A recent systematic review17 summarised the findings of four randomised controlled trials investigating the effects of intra-articular corticosteroid injections in osteoarthritis. All trials investigated responses in knee osteoarthritis. Jones and Doherty9 noted a mild improvement in visual analogue score at three weeks with steroid injection (methylprednisolone, 40 mg) compared with placebo. In only two further trials were significant improvements in pain scores noted with steroid compared with placebo,8,18 and the improvement was only noted at one week after the injection. In addition, the study by Friedman and Moore8 showed a marked placebo response similar to our own findings. In general the benefits of steroid injection appear to be short lived and at present it is difficult to identify any disease factors which may act as predictors of response.

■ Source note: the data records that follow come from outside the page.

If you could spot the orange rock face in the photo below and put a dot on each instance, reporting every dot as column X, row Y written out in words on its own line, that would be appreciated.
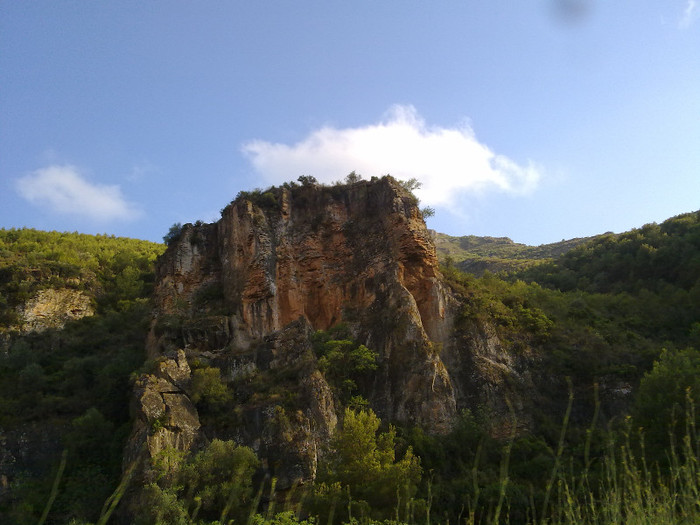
column 358, row 254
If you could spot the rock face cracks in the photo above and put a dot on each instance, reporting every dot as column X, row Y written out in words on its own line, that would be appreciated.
column 245, row 294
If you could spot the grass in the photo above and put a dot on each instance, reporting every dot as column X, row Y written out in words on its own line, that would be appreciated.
column 618, row 487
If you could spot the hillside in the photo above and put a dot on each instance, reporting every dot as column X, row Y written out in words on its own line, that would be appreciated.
column 308, row 353
column 74, row 314
column 476, row 255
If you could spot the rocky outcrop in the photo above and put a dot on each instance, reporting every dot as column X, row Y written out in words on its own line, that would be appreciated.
column 245, row 295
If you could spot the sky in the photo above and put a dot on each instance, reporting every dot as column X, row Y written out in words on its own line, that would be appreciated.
column 539, row 120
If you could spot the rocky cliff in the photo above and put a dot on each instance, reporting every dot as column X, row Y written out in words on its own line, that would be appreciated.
column 245, row 295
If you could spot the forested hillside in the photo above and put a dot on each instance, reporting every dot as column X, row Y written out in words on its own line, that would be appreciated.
column 473, row 254
column 600, row 340
column 66, row 386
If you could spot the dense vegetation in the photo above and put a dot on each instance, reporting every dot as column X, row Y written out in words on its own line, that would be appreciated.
column 68, row 389
column 614, row 323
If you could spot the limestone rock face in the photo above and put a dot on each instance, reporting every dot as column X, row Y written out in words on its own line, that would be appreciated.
column 245, row 295
column 357, row 254
column 53, row 308
column 164, row 416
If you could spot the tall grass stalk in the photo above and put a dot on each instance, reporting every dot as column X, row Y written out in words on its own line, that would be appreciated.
column 54, row 488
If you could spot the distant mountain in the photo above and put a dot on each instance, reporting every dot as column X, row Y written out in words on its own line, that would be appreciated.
column 476, row 255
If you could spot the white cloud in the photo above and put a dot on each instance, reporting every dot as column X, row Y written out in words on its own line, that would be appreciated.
column 689, row 13
column 447, row 161
column 64, row 190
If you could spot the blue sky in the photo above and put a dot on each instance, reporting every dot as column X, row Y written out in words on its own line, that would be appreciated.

The presence of clinical signs of inflammation at a joint has been mentioned as one possible indicator of response to steroid injection. It seems likely that the role of inflammation in osteoarthritis varies both with location and with time interval.19 In this study we did not find any significant change in the cardinal clinical features of joint inflammation—that is, joint stiffness or tenderness—with time.

The radiographic features of osteoarthritis have been shown to influence the clinical response to steroid injection. Plant et al20 noted that hip joints with an atrophic pattern on plain radiography responded less favourably than those with a hypertrophic or mixed pattern. Joint space narrowing did not, however, influence the analgesic response to steroid injection in hip osteoarthritis. Our cohort had radiographic evidence of moderately severe degenerative changes within the CMCJ on plain radiography and it is possible that this has been an important factor influencing response.

There are various caveats to this study. It was underpowered, which reflects the fact that patients with primary thumb base osteoarthritis are difficult to recruit for research projects. The trial was discontinued because of difficulties with recruitment. Patients in this category tend to have failed other forms of treatment available in the primary care environment and are usually at a moderately advanced stage of the disorder when they are referred to hospital specialists. Most patients in this study had moderate to severe osteoarthritis, which may reflect their poor response to treatment. Nevertheless, this is the first randomised controlled trial of this type of corticosteroid injection in hand osteoarthritis. The patients were a homogeneous group with regard to their baseline characteristics, and accuracy of delivery of the injected substance was attained by radiographic guidance.


In summary we found no benefit of steroid injection over placebo in moderate to severe osteoarthritis of the thumb base. Future research should concentrate on the clinical outcome following treatment delivered at the first presentation of pain within the primary care environment.